Hoffman captures the way the dolphins move freely between air and water, the ease with which these wild and free creatures make the two elements one. More elements are introduced: harnesses and high wires, symbols of the human world, are overlaid on the image of the dolphins, linking us to them. Then, the motion of water on their skin again becomes light. The use of the verb “slope” even suggests the dolphins themselves are a feature of the landscape. Anything Hoffman brings under his attention is presented as both its beautiful self and as a window to another part of our world.
The book is also a repository of fascinating facts. Readers will learn about the multitude of interesting theories regarding the rose-ringed parakeet’s colonization of England, the unexpectedly enthralling life of a Transylvanian lepidopterist, and how the Blitz of London helped add a new member to the city’s avifauna.
This is a book for readers who find pleasure in wandering in a variety of forms: meandering through the complex history of the Prespa Lakes region, slow explorations of how words can help us understand our connection to the things all around us, and joining Hoffman on his many perambulations through the various interesting habitats in close proximity to him.
While on his walks, Hoffman has an aptitude for bringing readers into the moment with him. This effect is sometimes enhanced by his writing in the present tense, but even pieces written in the past are vibrant and immediate. Consider:
Out of the silence came a sudden, terrifying wail. I bolted up and listened carefully. It came again, piercing and piglike, a haunting siren-squeal. The cry lifted hairs on the back of my neck. . . . I packed my flask quickly away and edged toward the mass of pale stems. The sunlight was bright in my eyes, and the next shuddering wail echoed within me.
The prospect of encountering a European wild boar is an experience probably few of Hoffman’s readers have had, yet his keen ability to deliver us to the exact instant when the boar felt near and menacing makes it a shared experience. And Hoffman’s description of the boar when it makes its appearance, well, is something the reader will have to discover for him- or herself.
Indeed, this is a book of encounters: a meeting with a drowned salamander, the pursuit of rare and enormous eagle owls, the unexpected appearance of vagrant velvet scoters far from their Scandinavian homes, a nondescript moth fluttering past a bulb in December.
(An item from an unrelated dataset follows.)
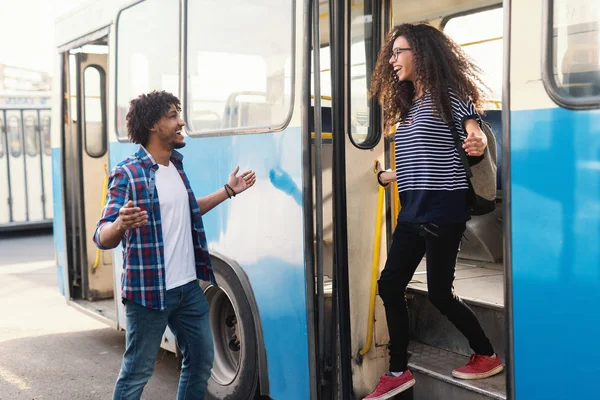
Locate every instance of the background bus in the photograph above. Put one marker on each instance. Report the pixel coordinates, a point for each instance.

And there are at least two commonalities shared by each of these animal encounters: they bring with them surprises which shape both the narrative and its author, and they bring him closer to completing his quest to understand his relationship to the place that has become his home. The moth, for instance, begins as just a shadow dancing through the room, but then it transforms into an immense journey that leads Hoffman to times and places we never would have guessed. Yet it should be noted that any of these encounters in anyone’s life, and perhaps even in the life of another writer, may have so easily been received, acknowledged, and soon forgotten. Hoffman, with patience and care, finds within them meaning and offers it to us for contemplation.
Of greatest value, all of Hoffman’s observations resonate with a genuine care for what is being considered and what can be learned. Is he successful in pinning down the meaning of place? Can anyone even succeed at such a task? Perhaps it doesn’t matter. The essay is an attempt, after all. The Small Heart of Things is a beautiful attempt, a winter moth and its shadow, and the journey that comes with them.